2. **Performance Range:** The absolute Pass@1 scores differ greatly by benchmark (AIME25: ~24-31, AIME24: ~39-49, GPQA_D: ~44-48, AMC23: ~84-89), indicating varying difficulty or scoring scales.
3. **Parameter Sensitivity:** The AMC23 benchmark shows relatively stable high performance, while AIME25 shows more pronounced sensitivity to parameter changes.
4. **Peak Locations:** High performance often occurs at mid-range Ratios (0.2-0.4) and is not consistently tied to the largest or smallest window size.
### Interpretation
This visualization is a hyperparameter sensitivity analysis for the R1-Llama model. It demonstrates that the model's ability to pass benchmarks (Pass@1) is contingent on the interaction between the `Ratio` (likely a sampling or filtering parameter) and the `Local Window Size` (likely the context or attention window).

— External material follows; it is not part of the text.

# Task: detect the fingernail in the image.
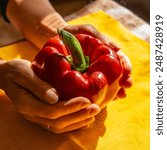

The key takeaway is that **hyperparameter tuning is benchmark-specific**. A configuration that excels on the AMC23 benchmark (e.g., Ratio=0.5, Window=3000) is suboptimal for AIME25. This suggests the underlying tasks or data distributions of these benchmarks are distinct, requiring different model operating points. The heatmaps serve as a guide for selecting parameters: for a given target benchmark, one should choose the `Ratio` and `Window Size` corresponding to the darkest blue cell. The absence of a universal optimum highlights the trade-offs involved in model configuration and the importance of empirical validation across diverse evaluation sets.